Casualties and losses
- 22 deaths and more than 3,500 injuries to policemen since 2011: Unknown

= Insurgency in Bahrain =

Part of Bahraini uprising of 2011 and the Iran–Saudi Arabia proxy conflict

The insurgency in Bahrain is an ongoing insurgency by militant groups, part of the Bahraini Opposition, supported by Iran, to topple the government of Bahrain.

==Timeline==
===2011===
- The insurgency began in 2011, with the start of the Bahraini uprising.

===2012===
- On 10 April 2012, a bomb attack injured seven policemen in Akr.
- On 5 November 2012, at least five homemade bombs exploded in the nation's capital, killing 2 Asian workers and injuring another.

===2013===
- On 12 July 2013, a home-made bomb wounded Bahraini policemen outside the Shiite village, according to the interior ministry. State-media claimed it was "planted by terrorists" near the capital, Manama.

===2014===
- On 15 February 2014, one policeman was killed in a bombing.
- On 3 March 2014, three policeman were killed in a bombing by Al-Ashtar Brigades, including an Emirati officer, in the 2014 Daih bombing.
- On 19 April 2014, two men were killed and another injured after their car exploded. They were suspected to be militants transporting explosives.
- On 5 July 2014, policeman Mahmud Farid was killed in a bombing in Eker village.

===2015===
- On 28 July 2015, a bomb killed two policemen and wounded six in Sitra in the 2015 Sitra bombing.

===2016===
- On 30 June 2016, 1 person was killed and 3 injured after a roadside bombing. 2 people were arrested who were suspected of planting the bomb.

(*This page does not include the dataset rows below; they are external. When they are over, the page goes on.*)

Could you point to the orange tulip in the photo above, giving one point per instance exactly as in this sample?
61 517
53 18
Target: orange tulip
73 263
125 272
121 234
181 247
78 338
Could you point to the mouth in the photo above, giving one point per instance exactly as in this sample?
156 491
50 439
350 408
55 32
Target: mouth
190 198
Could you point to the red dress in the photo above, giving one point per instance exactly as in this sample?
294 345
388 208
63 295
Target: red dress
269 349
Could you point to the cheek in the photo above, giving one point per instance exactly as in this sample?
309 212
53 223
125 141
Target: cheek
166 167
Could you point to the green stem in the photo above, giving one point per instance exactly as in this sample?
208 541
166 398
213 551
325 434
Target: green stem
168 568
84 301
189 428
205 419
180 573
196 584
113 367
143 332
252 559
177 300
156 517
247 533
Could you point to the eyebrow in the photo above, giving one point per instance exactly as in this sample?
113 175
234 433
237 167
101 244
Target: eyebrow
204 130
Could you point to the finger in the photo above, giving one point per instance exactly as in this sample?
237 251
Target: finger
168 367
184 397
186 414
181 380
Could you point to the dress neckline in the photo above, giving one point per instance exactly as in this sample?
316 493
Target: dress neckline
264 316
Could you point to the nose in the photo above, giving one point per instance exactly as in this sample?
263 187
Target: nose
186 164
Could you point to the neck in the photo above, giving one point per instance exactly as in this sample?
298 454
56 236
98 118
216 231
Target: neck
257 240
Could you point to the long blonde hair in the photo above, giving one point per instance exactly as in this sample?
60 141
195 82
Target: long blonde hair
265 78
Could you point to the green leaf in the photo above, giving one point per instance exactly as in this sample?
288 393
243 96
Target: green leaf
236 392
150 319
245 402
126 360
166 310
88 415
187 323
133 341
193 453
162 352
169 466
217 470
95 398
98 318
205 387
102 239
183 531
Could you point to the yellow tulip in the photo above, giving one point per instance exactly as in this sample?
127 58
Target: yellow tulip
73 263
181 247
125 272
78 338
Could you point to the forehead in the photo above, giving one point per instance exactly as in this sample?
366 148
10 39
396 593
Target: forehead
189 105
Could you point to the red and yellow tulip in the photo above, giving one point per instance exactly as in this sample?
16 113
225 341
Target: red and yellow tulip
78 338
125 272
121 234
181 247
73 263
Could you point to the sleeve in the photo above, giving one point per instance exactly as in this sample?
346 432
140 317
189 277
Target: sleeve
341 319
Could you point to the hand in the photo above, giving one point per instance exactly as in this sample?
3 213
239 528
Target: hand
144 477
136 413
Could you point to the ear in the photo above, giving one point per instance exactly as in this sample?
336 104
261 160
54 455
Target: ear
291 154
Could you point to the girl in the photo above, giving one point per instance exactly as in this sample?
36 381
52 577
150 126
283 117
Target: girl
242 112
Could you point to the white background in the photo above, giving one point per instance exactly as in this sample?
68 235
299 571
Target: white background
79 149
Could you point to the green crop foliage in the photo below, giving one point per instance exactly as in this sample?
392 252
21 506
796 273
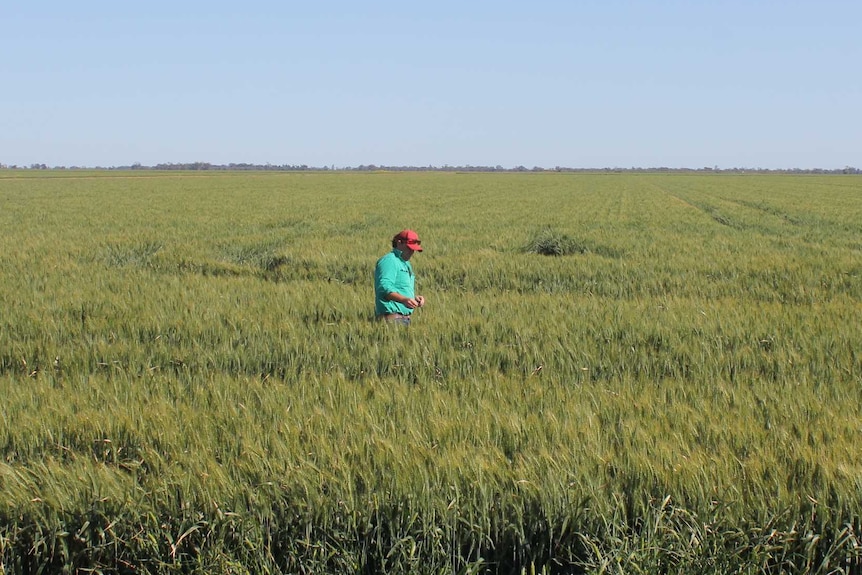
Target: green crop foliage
193 382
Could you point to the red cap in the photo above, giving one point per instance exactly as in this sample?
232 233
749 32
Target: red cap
411 238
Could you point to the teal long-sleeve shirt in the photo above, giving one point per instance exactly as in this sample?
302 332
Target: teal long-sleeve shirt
392 274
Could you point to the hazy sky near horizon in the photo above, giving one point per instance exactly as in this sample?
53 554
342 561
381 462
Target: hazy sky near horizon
582 84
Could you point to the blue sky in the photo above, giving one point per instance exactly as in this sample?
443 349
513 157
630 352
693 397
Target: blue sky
546 83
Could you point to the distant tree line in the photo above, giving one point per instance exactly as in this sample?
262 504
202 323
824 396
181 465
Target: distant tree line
204 166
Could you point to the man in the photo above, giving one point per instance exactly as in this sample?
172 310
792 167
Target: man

Bahrain accused Iran's Revolutionary Guards for being behind the bombing, although this is only an accusation, and does not rule out the possibility of terrorism. U.S. Vice President Joe Biden expressed his concerns after the attack. The bombing was described as a "terrorist bombing".
- On 1 July 2016, one woman was killed and three children injured in a bombing.

===2017===
- On 1 January 2017, one policeman was killed and a second injured in a jailbreak conducted by four-six armed men at Jaww prison. 10 inmates convicted of terrorist offenses escaped.
- On 15 January 2017, three militants (Abbas al-Samea, Sami Mushaima and Ali al-Singace) were executed for the 3 March 2014 bombing.
- On 29 January 2017, a police officer in Bahrain was shot dead in an attack claimed by a Shi'ite militant group.
- On 18 June 2017, a member of the security forces was killed and two others were wounded after a bombing in Diraz.
- On 19 June, a Shia militant accidentally blew himself up with an improvised explosive device.
- In June 2017, Saraya al-Mukhtar performs a cyberattack on a former government official's Twitter account.
- On 2 October 2017, five policemen were injured in a bombing in the village of Daih on Budaiya road.
- On 27 October 2017, one policeman was killed and eight wounded in a bombing of a bus near the Jidhafs area.
- On 10 November 2017, a bomb caused a fire at Bahrain's main pipeline near Buri village.

===2018===
- On 7 February 2018, four members of the cell behind the bomb attack on the oil pipeline were arrested.
- On 3 March 2018, 116 militants who were part of cells established by the Islamic Revolutionary Guard Corps were arrested.

===2019===
- On 27 July 2019, two alleged militants were executed by the state on charges of terrorism. Both were allegedly involved in the January 1, 2017 killing of a prison guard that helped let 10 detainees escape, as well as for the killings of two other police officers that month. The two were arrested in February 2017.

===2020===
- On 15 December 2020, the United States Department of the Treasury added the Saraya Al-Mukhtar (aka. Bahraini Islamic Resistance, aka. Al-Mukhtar Brigades, etc.) to the Specially Designated Nationals list, subjecting it to economic sanctions imposed by the United States. The sanctions were imposed due to their connections with Iran.

===2021===
- In November the Bahraini government says it had foiled an attempted attack by insurgents.

===2024===
- 27 April: Al-Ashtar Brigades conducted a drone attack against the offices of an Israeli company in Eilat.
- 2 May: Al-Ashtar Brigades conducted a drone attack against Eilat's port on 2 May.

===2026===
Violent clashes between the security forces and pro-Iran rioters erupted during the 2026 Iran war.